Turning off the lights I had turned on, I made my way back to our bedroom, Ruth's form, still lit by moonlight, rested against her pillow all snuggled up in the blankets. I stripped off my own robe and joined her, needing to be close to her. As I snuggled in close, breathing in her scent, she spoke.

"Levi?" she questioned quietly in the darkness of our room.

"Mmm?" I murmured, cuddling into her further and feeling the vestiges of sleep already filtering in through my brain.

"What exactly is butt stuff?"

I stopped short, my eyes popping open before laughter hit me hard.

"Oh, lovely. That is a lesson for another day," I chuckled sleepily.

"Promise?" she whispered, her body relaxing into my arms.

"Oh, I definitely promise."

One week later...

How had thirty days passed so quickly? Well, technically not thirty days had passed. We still had today. Day thirty. I lay there in bed, with the moon still high in the sky and the sun nowhere in sight, thinking about time. The morning had yet to technically begin, but still I could not sleep. I felt fidgety, anxious, and somewhat unnerved. I had no real reason to feel that way.

Hell, Ruth and I had grown closer than ever of the past several days, spending our time touching one another. We explored each other’s bodies, both in the bedroom and in the playroom. Both as Sir and submissive and as Levi and Ruth.

My brothers had calmed down with their texting and phone calls after Ollie and I had talked. I missed talking to them, but I had been so preoccupied with Ruth that the time had just flown by. Today was our last day. Our last day alone. I was not ready to bear the brute of force that was surely coming our way when our honeymoon was officially over tomorrow.

Thirty days.

How my thought process had changed. I had once thought that surviving it would be impossible. Now I didn't want it to end. I wanted to stay here wrapped up in our little cocoon of bliss for as long as possible.

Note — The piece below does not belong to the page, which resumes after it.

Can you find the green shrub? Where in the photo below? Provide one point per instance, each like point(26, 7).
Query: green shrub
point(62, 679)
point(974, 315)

There was also the issue of my feelings. My feelings for her. I felt awkward just thinking about it. On one hand, it felt like the most natural thing in the world. I was pulled to her like some unseen force, like gravity. Yet, the thought of the depth of these emotions had me recoiling. This wasn't what I had planned. And there was just so much we did not yet know. Like what life would be like when this was over; when we had left Zion and started a new life somewhere else. How would that change things? Would she get a taste for the outside world and discover she no longer needed me? Would she decide I was just the best option for the situation and that the world held far greater things for her? Far greater people?

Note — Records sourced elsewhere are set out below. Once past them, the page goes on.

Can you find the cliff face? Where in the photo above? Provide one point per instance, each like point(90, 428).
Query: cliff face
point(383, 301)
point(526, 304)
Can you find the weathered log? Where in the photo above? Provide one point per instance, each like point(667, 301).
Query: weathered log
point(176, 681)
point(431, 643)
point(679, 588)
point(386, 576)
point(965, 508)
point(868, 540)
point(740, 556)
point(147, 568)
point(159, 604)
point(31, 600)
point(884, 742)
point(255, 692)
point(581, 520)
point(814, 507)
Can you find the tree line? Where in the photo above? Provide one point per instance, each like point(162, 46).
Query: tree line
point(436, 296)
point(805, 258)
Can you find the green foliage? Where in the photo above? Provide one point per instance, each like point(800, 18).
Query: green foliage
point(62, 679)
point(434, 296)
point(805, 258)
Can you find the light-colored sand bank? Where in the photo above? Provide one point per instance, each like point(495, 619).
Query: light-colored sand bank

The thought of her no longer kneeling for me felt like a knife to the chest. Imagining her not being there to writhe and moan under my fingers, under my touch felt unbearable. But the thought of not having this? Of not having her here beside me in the dark of night as we slept under the moonlight, nestled up together — that thought nearly broke my soul. And how exactly was I supposed to ignore such feelings?

Fucking feelings.

"Levi?" Ruth whispered beside me, pulling me from my musings.

"Yes?" I responded quietly, turning in towards her and pulling her back in to my chest. She wiggled that delectable ass backwards until she fit me like a puzzle piece.

"Why are you still awake?" she questioned, her voice raspy with sleep.

"Because it's hard to sleep when you're next to me, naked, warm, inviting..." I murmured, pressing kisses along the back of her shoulders.